体の不調・・・ホルモンバランスが原因かも

ホルモンバランスの変化、実はさまざまな体調不良につながります。母乳を出す準備のため、乳房が張ったり、子宮に感じる痛みなど・・・。便秘や下痢になったり、おりものが増えるため、かゆみを感じたりもします。そのほかにも、頭痛やめまい、立ちくらみは妊娠の進行とホルモンの関係で、血管運動神経の働きが鈍くなるためだと考えられています。

 

過呼吸を起こすのは、プロゲステロンの増加によるもの。血中の二酸化炭素の濃度を下げるよう、指令が出ることが一因です。また、妊娠性雀班といって、皮膚に色素沈着が起こることも。顔などにシミ、そばかすが出やすくなります。さらに、ホルモンの影響で出血しやすくなり、鼻血や歯茎から出血することもあるようです。


 

 

 

体の不調とどう向き合う?

妊娠中の不調を和らげるためには、まず休息をとることが第一!ストレスがたまると症状もなかなか改善しないので、充分に睡眠をとり、規則正しい生活を送りましょう。適度に体を動かすと血行が促進されるので、気分の良いときはストレッチなど軽い運動を。
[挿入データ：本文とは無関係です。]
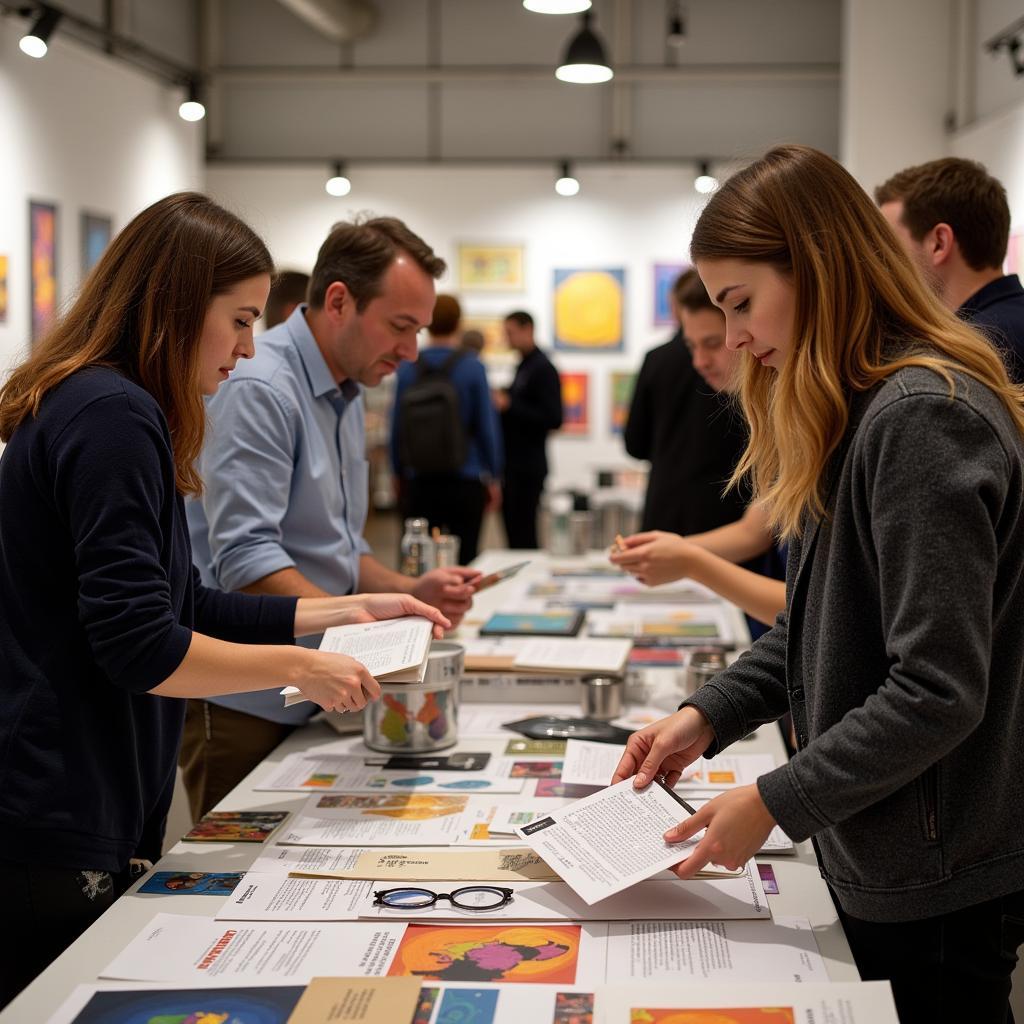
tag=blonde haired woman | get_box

マタニティーヨガの教室へ行くのも良いですね。

 

血の巡りを良くするために、入浴時は湯舟にゆっくりと浸かり、腹巻やカイロを貼るのもおすすめです。さまざまな不調は、ホルモンバランスの変化が原因なので、この時期にありがちな一過性のもの。不安にもなりますが、神経質になりすぎないこともストレスをためないためのコツです。

 

妊娠中は、ホルモンのバランスが大きく変わります。それにより、体調も大きく変化。初めての妊娠の場合は、体の不調に驚くことも多いでしょう。でも、たいていはいずれ治まるものばかり。とはいえ、不安感は続くと精神的に良くないですよね。気になる点があるようでしたら、医師に相談するなど、早めに解決したほうが安心ですよ。